Personal information
- Full name: Aleksandra Nikolaevna Dimitrova
- Born: 15 December 2000 (age 25)

Chess career
- Country: Russia (until 2023) FIDE (since 2023)
- Title: Woman International Master (2017)
- Peak rating: 2319 (November 2016)

= Aleksandra Dimitrova =

Russian chess player

Aleksandra Nikolaevna Dimitrova (Александра Николаевна Димитрова; born 15 December 2000) is a Russian chess player who holds the FIDE title of Woman International Master (WIM, 2017).

==Biography==
Aleksandra Dimitrova was Kostroma Oblast chess school schoolgirl, later she moved to Moscow. In 2017, Dimitrova won 3rd place in Moscow Women's Chess Championship. In August 2017, in the "Riga Technical University Open" "A" tournament she has completed the Woman International Master norm. In 2017, she was awarded the FIDE Woman International Master (WIM) title.
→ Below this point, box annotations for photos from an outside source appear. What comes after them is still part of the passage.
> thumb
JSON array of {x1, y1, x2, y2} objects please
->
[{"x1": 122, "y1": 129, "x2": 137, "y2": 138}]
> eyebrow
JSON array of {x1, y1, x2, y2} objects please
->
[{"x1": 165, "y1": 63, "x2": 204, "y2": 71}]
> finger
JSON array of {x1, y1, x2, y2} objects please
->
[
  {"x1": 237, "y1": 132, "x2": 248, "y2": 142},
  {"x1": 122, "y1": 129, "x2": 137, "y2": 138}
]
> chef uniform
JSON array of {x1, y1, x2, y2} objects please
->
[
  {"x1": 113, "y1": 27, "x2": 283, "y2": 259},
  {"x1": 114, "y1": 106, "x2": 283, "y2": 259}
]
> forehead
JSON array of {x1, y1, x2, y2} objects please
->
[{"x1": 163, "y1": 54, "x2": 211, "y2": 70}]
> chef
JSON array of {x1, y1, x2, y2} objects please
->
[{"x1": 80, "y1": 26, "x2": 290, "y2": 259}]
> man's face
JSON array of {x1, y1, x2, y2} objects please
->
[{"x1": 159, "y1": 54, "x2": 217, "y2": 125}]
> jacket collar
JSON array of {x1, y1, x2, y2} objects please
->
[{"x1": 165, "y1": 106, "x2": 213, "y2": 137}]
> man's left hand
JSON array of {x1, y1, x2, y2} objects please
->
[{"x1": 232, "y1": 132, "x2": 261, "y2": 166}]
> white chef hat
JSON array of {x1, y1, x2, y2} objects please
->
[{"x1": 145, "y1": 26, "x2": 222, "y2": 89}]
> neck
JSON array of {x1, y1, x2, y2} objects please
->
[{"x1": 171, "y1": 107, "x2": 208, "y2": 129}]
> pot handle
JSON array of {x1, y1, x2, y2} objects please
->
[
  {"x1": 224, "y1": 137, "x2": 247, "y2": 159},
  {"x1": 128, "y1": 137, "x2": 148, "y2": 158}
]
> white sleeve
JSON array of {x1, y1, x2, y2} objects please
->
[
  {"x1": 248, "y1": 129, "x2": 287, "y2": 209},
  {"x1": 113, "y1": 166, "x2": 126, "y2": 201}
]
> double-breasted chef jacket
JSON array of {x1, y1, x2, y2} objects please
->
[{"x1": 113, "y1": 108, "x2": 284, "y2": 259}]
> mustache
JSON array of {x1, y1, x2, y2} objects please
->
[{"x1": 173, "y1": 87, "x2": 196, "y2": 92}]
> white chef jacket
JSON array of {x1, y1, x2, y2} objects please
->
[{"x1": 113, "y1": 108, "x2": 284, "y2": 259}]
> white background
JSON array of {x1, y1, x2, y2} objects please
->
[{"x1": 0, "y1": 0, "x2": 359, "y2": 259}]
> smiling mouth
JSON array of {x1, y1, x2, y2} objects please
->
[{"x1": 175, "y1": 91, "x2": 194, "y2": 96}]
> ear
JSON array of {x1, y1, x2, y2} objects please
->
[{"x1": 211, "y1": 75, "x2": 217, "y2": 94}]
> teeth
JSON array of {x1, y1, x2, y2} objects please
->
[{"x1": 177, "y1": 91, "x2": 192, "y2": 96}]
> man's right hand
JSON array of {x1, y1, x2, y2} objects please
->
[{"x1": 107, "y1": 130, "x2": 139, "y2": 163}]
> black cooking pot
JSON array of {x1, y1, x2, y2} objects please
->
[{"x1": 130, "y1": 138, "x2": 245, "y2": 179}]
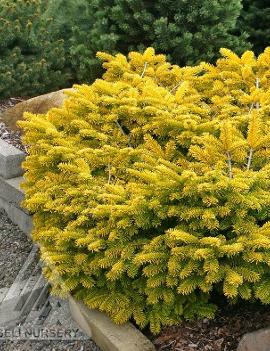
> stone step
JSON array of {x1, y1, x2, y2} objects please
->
[
  {"x1": 0, "y1": 138, "x2": 25, "y2": 179},
  {"x1": 0, "y1": 177, "x2": 24, "y2": 207},
  {"x1": 0, "y1": 288, "x2": 9, "y2": 304}
]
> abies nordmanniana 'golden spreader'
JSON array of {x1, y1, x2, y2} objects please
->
[{"x1": 20, "y1": 48, "x2": 270, "y2": 333}]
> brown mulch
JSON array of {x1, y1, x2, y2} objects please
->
[
  {"x1": 152, "y1": 303, "x2": 270, "y2": 351},
  {"x1": 0, "y1": 97, "x2": 26, "y2": 152}
]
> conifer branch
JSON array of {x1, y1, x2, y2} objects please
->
[
  {"x1": 247, "y1": 78, "x2": 260, "y2": 170},
  {"x1": 170, "y1": 80, "x2": 183, "y2": 93},
  {"x1": 248, "y1": 103, "x2": 254, "y2": 113},
  {"x1": 115, "y1": 121, "x2": 132, "y2": 147},
  {"x1": 256, "y1": 78, "x2": 260, "y2": 110},
  {"x1": 141, "y1": 62, "x2": 148, "y2": 78},
  {"x1": 247, "y1": 148, "x2": 253, "y2": 170},
  {"x1": 226, "y1": 151, "x2": 233, "y2": 179},
  {"x1": 108, "y1": 164, "x2": 112, "y2": 184}
]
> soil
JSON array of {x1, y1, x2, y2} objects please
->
[{"x1": 151, "y1": 302, "x2": 270, "y2": 351}]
In 2018, Aleksandra Dimitrova won the Russian Youth Chess Championship in the U19 girls age group.

Dimitrova repeatedly represented Russia at the European Youth Chess Championships and World Youth Chess Championships in different age groups. In 2017, she won World Schools Chess Championship in the U17 girls age group. In August 2018, in Riga she won European Youth Chess Championship in the U18 girls age group.